I was a contracts lawyer for years (nobody throw anything at me please, was just my job) and have drafted a lot of public private concession contracts on behalf of the public sector I have not drafted anything in the rail sector.
I am really confused. My understanding was that one of the reasons we are moving from franchises to concessions is to try and remove risk premiums that franchise bidders might add to their bid to cover risks they can’t actually manage, such as fall in revenue due to global pandemics! However, I would have thought it would be really important to ensure that risks they are very much able to manage are the concession holders risk. Staffing would seem to be the most basic of these bearing in mind they are provided with the tracks, the trains, the ticketing system etc etc. In fact, surely rostering, staff, customer service and their in-house ticketing -and buying and managing consumables is pretty much all they have to do?

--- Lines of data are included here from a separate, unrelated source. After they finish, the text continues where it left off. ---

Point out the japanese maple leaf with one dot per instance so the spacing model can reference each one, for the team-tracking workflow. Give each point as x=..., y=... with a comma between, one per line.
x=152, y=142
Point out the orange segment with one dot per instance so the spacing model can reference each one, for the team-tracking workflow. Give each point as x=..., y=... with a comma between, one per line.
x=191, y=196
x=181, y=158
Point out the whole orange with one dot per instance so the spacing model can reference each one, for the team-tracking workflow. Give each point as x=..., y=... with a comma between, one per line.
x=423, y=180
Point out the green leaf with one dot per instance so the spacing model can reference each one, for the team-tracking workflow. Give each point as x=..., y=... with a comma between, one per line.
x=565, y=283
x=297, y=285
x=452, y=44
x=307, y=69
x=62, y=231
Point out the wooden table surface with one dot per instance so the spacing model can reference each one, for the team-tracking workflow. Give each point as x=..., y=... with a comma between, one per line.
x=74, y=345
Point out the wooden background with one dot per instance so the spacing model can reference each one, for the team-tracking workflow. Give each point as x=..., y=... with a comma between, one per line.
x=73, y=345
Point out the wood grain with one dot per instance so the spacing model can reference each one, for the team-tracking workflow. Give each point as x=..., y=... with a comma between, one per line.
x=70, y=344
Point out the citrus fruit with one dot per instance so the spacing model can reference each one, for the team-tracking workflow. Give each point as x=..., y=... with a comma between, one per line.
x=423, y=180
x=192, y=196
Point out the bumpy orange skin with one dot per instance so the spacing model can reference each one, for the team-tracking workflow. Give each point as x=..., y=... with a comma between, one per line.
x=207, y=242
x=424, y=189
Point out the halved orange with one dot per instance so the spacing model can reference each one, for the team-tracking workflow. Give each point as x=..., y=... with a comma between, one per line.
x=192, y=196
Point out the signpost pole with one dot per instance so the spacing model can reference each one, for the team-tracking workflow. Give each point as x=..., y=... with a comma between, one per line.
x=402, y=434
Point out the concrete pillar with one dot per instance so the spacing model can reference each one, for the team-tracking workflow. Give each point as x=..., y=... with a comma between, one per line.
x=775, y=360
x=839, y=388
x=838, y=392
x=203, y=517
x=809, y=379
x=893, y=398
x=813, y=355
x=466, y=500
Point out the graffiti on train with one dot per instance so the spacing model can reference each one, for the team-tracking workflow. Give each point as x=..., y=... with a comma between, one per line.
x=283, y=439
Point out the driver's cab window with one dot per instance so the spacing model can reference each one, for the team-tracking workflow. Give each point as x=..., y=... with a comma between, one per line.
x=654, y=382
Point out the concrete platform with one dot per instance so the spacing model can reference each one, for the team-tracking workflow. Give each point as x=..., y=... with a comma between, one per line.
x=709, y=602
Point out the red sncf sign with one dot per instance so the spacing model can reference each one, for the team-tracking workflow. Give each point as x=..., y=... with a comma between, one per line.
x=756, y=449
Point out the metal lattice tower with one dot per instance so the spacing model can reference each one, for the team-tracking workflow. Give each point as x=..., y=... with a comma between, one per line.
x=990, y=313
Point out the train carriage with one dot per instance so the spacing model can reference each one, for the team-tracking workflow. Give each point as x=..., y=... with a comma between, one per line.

If that is right, what is going on here? Has the DfT put together a rubbish contract or have they instructed the TOC to carry staffing ratios that, as we are hearing from former Virgin people, were not the case under Virgin and have wisely been avoided by other TOCs.
It is one or the other isn’t it? This is either a very bad contract which does not penalise the TOC for getting it wrong, and is coming back to bite almost ups signing, or it is a DfT cock up in forcing a poor staffing ratio that beat practice from other TOCs already shows is not going to work.